By Sharat Shashi Nayar, Operations Lead
3.1 trillion USD. That’s IBM’s estimate on the cost of bad quality data in the US alone, in 2016.
How do we define good, clean data?
“Cleaning” refers to the removal of invalid data points from the given data. The end goal of data cleaning is not just to “clean up” the data off its unwanted elements, but also to bring a structure to the same, for it to be used in the near future in a relevant format. Why I say near future is because, a given data, just like all of us, has an expiry date. Hence it is of utmost importance that there is always a consistent cyclical process of cleaning reviewing and cleaning up the existing data to keep it up to date.
The reason bad data costs us so much is that every company, no matter how big or small, and their stakeholders; managers, data scientists, decision makers; rely on this information and accommodate the same in their daily work. Doing so involves a lot of time and effort, which they do not have in plenty. Hence they make random corrections where they find necessary, to complete the task at hand. They neither take the time nor invoke a precaution to eliminate the root causes of the fault. And by the time they do (if they do so), it becomes too late and now there is way too much of work for which they may not have the resources to allocate.

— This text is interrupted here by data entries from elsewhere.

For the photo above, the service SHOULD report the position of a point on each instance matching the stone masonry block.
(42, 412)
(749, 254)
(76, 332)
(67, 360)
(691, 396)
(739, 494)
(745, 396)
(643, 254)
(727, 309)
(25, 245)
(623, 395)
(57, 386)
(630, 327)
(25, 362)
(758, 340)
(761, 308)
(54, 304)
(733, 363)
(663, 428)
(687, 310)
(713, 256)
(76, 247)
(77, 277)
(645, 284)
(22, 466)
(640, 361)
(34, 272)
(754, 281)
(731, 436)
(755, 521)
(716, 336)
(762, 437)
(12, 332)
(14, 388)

“What is the first thought that comes to your mind when you are hungry?” 20 out of the 20 folks I asked this question to, either mentioned a particular type of food (Pizza, biryani, fried rice, etc) or a Cuisine (Andhra food, Chinese food). And the funny thing is, even with all the apps and start-ups out there, almost none did a good job at helping me with a relevant “seek-and-you-shall-find” process on food. Most of them just listed and rated restaurants in a particular order, giving less or no information about how good a particular food of a restaurant was.
Enter dishq, upping the factor by offering personalized recommendations to an individual’s taste palate. Taste is personal, that’s no secret. But dissecting food preferences down to the individual level is complex. In addition to taste, food choices are contextual, emotional, and sometimes even irrational. We at dishq, build technology that understands all of this and makes smart suggestions. And for the tech and the suggestions of the algorithm to function perfectly, the data has to be impeccable.
A blog on data is never deemed complete unless there is a chart/graph of some kind. And a (self-explanatory) chart is said to be worth a thousand words, like some anonymous genius, once stated.
Access -> Organise -> Analyse -> Improve. That is the simple, but effective method that we use to handle our data. After thorough research across a manifold of data, we handpick the relevant ones, validate and organize the data in a particular order, capture the information most relevant to us, in the format we deem necessary. This captured data is regularly revisited, analyzed, reviewed and updated as and when required.
Total Quality Management is a process which most companies focused on operations or data (though Sai and Kishan, our Co-Founders, call ours a “Pure Tech Company”) use, to improve and maintain the quality of their internal processes with the focus always on end-consumer satisfaction. And these basic seven principles, when diligently implemented and habituated, result in the most surprising advantages.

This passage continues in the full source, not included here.